Mindworks’ Weblog

Thinking Matters


Posted by Andrew Cooper on July 11, 2008

A quick postscript to that last post.

Arthur Koestler coined the word bisociation to describe the fusing of two existing ideas or technologies to form something new.

A tea pot

A tea pot

You can try this for yourself.   Think of two disconnected things – I have just thought of ‘tea pot’ and ‘nuclear power’ – and then simply join them together.  Voila!  I have just invented the nuclear-powered tea pot and it’s only five past seven.
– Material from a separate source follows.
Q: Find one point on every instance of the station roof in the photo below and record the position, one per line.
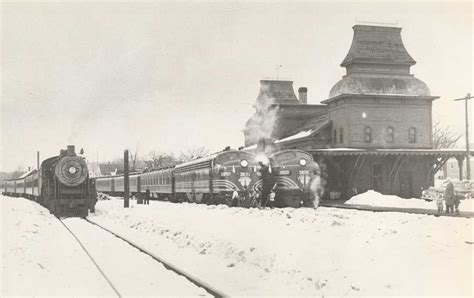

I think I’ll put that on my business card, which doesn’t actually have a job description yet – Andrew Cooper, inventor of the nuclear powered tea pot.  It would at least be a talking point.

When you know about bisociation it’s incredibly easy to be an inventor. Unfortunately most of the ideas you’ll invent will be about as useful as a nuclear powered teapot.  But the bisociations of clockwork+radio and turbine technology+burning hydrocarbon fuels, to name a couple of real-life examples, were both developed into rather useful innovations.

While I can claim to have invented the nuclear-powered tea pot, it doesn’t qualify as an innovation yet because I haven’t actually made one and you certainly can’t by them in Tescos.  It hasn’t ‘added any value’ or changed things in the real world apart, perhaps, from what’s going on inside your head.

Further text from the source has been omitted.